Dominique Hunter, detail of Yesterday, Tomorrow, forever: A place to wash dirty hands, Digital collage on adhesive paper, 60” x 54”, 2016.

Dominique Hunter, detail of Yesterday, Tomorrow, forever: A place to wash dirty hands, Digital collage on adhesive paper, 60” x 54”, 2016.

What materialized in Hunter’s digitally-produced designs, however, is less the critique of representation seen in earlier works, and closer to formal exercise. The digital process allowed Hunter to easily experiment with mirroring effects and patterns introduced through color. The confusion of disembodied human limbs and torsos that fills the tiles’ interiors points towards chaos, but there is also a gracefulness to the kaleidoscope movement implied. Images of an idealized Caribbean sea incorporated into the designs add to this grace and fluidity, counterbalancing the more purely carnal associations of the tiles’ tangle of body parts.
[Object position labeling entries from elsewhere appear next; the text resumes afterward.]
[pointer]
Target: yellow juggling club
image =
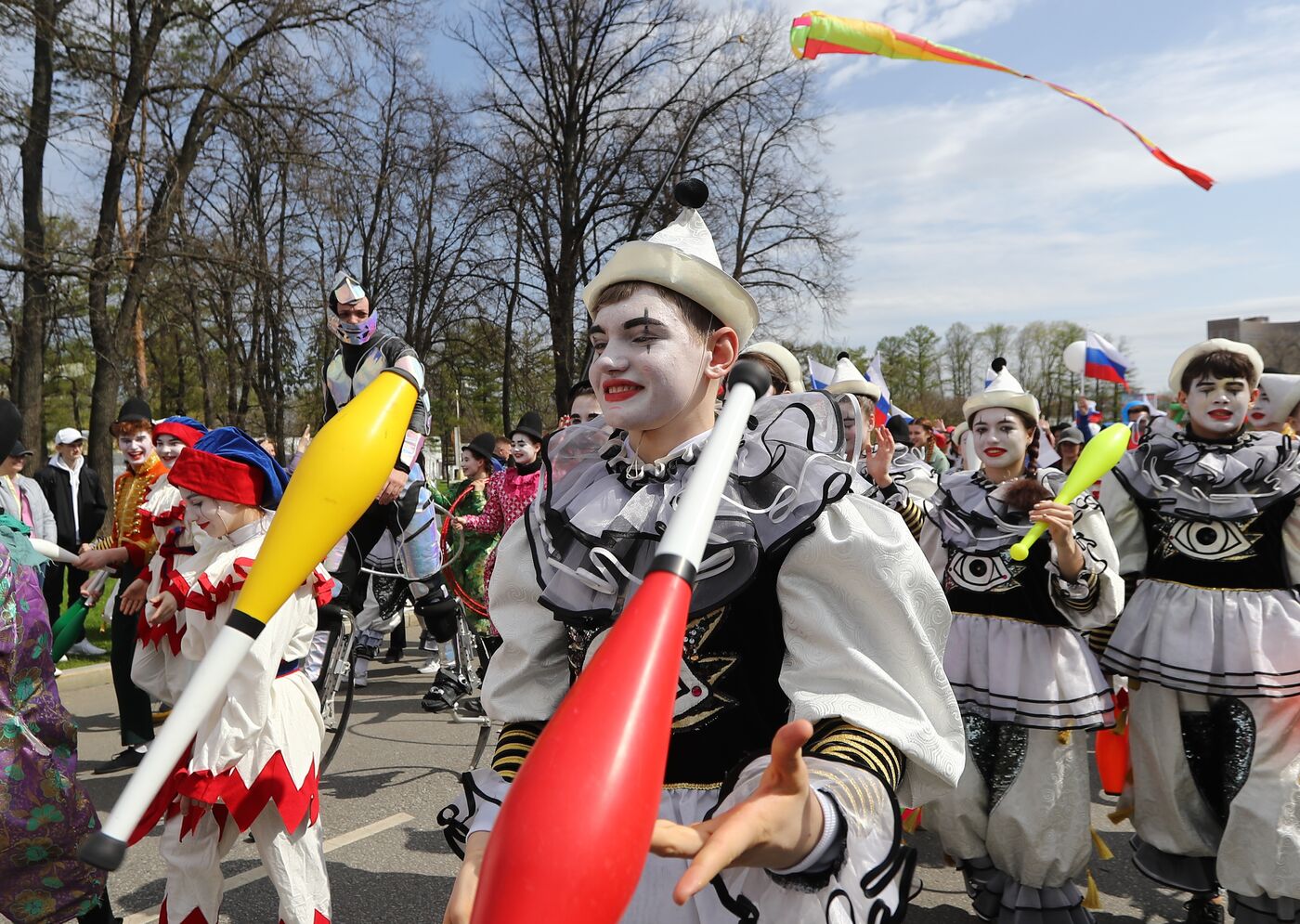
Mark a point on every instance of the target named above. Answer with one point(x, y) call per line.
point(338, 477)
point(1098, 456)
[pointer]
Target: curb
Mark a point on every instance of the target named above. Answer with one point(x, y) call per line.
point(94, 675)
point(78, 679)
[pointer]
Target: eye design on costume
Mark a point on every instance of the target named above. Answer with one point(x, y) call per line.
point(978, 572)
point(1211, 540)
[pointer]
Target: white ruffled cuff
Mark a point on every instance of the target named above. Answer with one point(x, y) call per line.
point(476, 809)
point(864, 872)
point(827, 850)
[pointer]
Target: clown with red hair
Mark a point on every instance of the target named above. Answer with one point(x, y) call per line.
point(254, 761)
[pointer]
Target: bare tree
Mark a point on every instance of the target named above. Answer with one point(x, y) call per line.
point(153, 55)
point(581, 88)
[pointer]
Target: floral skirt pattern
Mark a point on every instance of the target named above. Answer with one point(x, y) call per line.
point(45, 813)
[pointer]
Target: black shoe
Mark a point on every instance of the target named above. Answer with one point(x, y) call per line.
point(470, 707)
point(444, 694)
point(1206, 908)
point(127, 759)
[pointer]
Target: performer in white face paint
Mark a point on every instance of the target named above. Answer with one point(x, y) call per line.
point(1027, 685)
point(1277, 407)
point(814, 633)
point(254, 761)
point(1204, 516)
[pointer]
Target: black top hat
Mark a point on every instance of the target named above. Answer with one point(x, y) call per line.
point(530, 425)
point(483, 446)
point(134, 409)
point(897, 428)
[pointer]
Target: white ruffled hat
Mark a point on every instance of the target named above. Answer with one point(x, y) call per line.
point(1004, 391)
point(1213, 345)
point(1283, 394)
point(849, 381)
point(682, 257)
point(783, 358)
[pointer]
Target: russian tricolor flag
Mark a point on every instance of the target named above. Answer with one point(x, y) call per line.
point(821, 374)
point(1101, 360)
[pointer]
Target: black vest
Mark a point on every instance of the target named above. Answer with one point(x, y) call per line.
point(996, 585)
point(1224, 553)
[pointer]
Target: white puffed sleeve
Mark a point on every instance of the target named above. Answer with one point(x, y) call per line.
point(528, 675)
point(864, 624)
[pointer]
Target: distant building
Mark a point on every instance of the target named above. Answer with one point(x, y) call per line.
point(1278, 342)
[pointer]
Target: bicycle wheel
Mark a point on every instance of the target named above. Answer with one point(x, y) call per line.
point(334, 735)
point(342, 686)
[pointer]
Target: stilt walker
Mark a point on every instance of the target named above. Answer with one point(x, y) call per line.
point(1205, 516)
point(254, 761)
point(792, 647)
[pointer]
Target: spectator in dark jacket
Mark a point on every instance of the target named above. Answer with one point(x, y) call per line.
point(78, 503)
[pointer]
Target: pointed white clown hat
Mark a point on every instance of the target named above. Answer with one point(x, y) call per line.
point(849, 381)
point(682, 257)
point(1213, 345)
point(1283, 394)
point(1004, 391)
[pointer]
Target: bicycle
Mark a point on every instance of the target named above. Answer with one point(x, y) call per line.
point(335, 676)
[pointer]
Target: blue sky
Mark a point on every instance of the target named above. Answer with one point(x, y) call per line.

The effect produced by the tiles’ installation into the gallery space in Hunter’s piece titled Yesterday, Tomorrow and Today: A Place to Wash Dirty Hands ended up being, for me, the most powerful element of the work she produced in Aruba. Printed on 6” x 6” stickers, the artist’s tiles were arranged over identically-sized bare white tiles in a particular corner of the Ateliers ’89 exhibition space that houses a sink. The installation was seamless. The media-sourced material and the clearly digital process rattled my sense of an otherwise traditional aesthetic. Yesterday, tomorrow and today; as Hunter’s new works suggest, there is both insecurity and pleasure in experiencing all of these at once.

Dominique Hunter, Yesterday, Tomorrow, forever: A place to wash dirty hands, Digital collage on adhesive paper, 60” x 54”, 2016.

Dominique Hunter, Yesterday, Tomorrow, forever: A place to wash dirty hands, Digital collage on adhesive paper, 60” x 54”, 2016. Photograph by Oneika Russell.